“What do you say on the subject of the female attire which is offered to you, to go and hear Mass?”

“I will not take it yet, until it shall please Our Lord. And if it should happen that I should be brought to judgment, [and that I have to divest myself in Court,][[84]] I beseech the lords of the Church to do me the grace to allow me a woman’s smock and a hood for my head; I would rather die than revoke what God has made me do; and I believe firmly that God will not allow it to come to pass that I should be brought so low that I may not soon have succour from Him, and by miracle.”

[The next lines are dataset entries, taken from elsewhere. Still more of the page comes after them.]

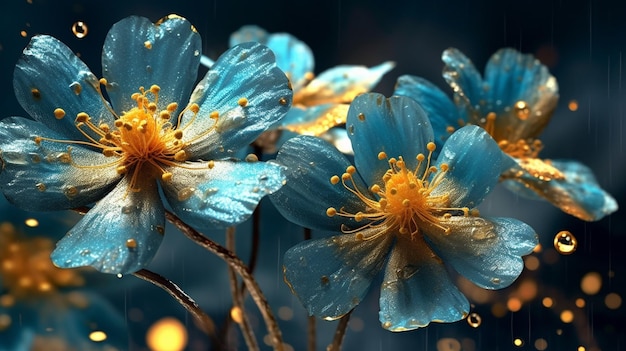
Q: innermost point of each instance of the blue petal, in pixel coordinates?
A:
(245, 71)
(248, 33)
(475, 163)
(463, 78)
(310, 163)
(101, 238)
(440, 110)
(341, 84)
(222, 196)
(51, 175)
(49, 76)
(331, 276)
(485, 251)
(293, 56)
(577, 194)
(138, 53)
(417, 289)
(511, 77)
(397, 125)
(315, 120)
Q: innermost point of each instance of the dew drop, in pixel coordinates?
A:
(474, 320)
(565, 242)
(76, 88)
(522, 110)
(79, 29)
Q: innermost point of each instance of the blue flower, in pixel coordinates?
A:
(513, 103)
(153, 135)
(46, 307)
(319, 103)
(398, 210)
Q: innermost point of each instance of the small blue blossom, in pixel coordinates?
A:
(319, 103)
(154, 134)
(513, 103)
(400, 211)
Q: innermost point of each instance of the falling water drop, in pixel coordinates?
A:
(565, 242)
(79, 29)
(474, 319)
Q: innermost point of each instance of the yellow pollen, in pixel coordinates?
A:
(59, 113)
(194, 108)
(172, 107)
(403, 202)
(142, 142)
(180, 156)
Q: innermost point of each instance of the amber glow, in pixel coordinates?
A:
(514, 304)
(97, 336)
(26, 269)
(567, 316)
(167, 334)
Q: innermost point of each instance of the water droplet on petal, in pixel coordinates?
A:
(79, 29)
(474, 319)
(565, 242)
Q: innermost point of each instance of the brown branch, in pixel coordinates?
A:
(241, 269)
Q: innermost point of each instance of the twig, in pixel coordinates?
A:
(204, 321)
(311, 333)
(241, 318)
(241, 269)
(311, 321)
(340, 332)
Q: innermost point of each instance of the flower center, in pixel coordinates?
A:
(403, 201)
(26, 269)
(142, 141)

“As you say that you bear a man’s dress by the command of God, why do you ask for a woman’s smock at the point of death?”

“It will be enough for me if it be long.”

“Did your Godmother who saw the fairies pass as a wise woman?”

“She was held and considered a good and honest woman, neither divineress nor sorceress.”

“You said you would take a woman’s dress, that you might be let go: would this please God?”

“If I had leave to go in woman’s dress, I should soon put myself back in man’s dress and do what God has commanded me: I have already told you so. For nothing in the world will I swear not to arm myself and put on a man’s dress; I must obey the orders of Our Lord.”

“What age and what dress had Saint Catherine and Saint Margaret?”

“You have had such answers as you will have from me, and none others shall you have: I have told you what I know of it for certain.”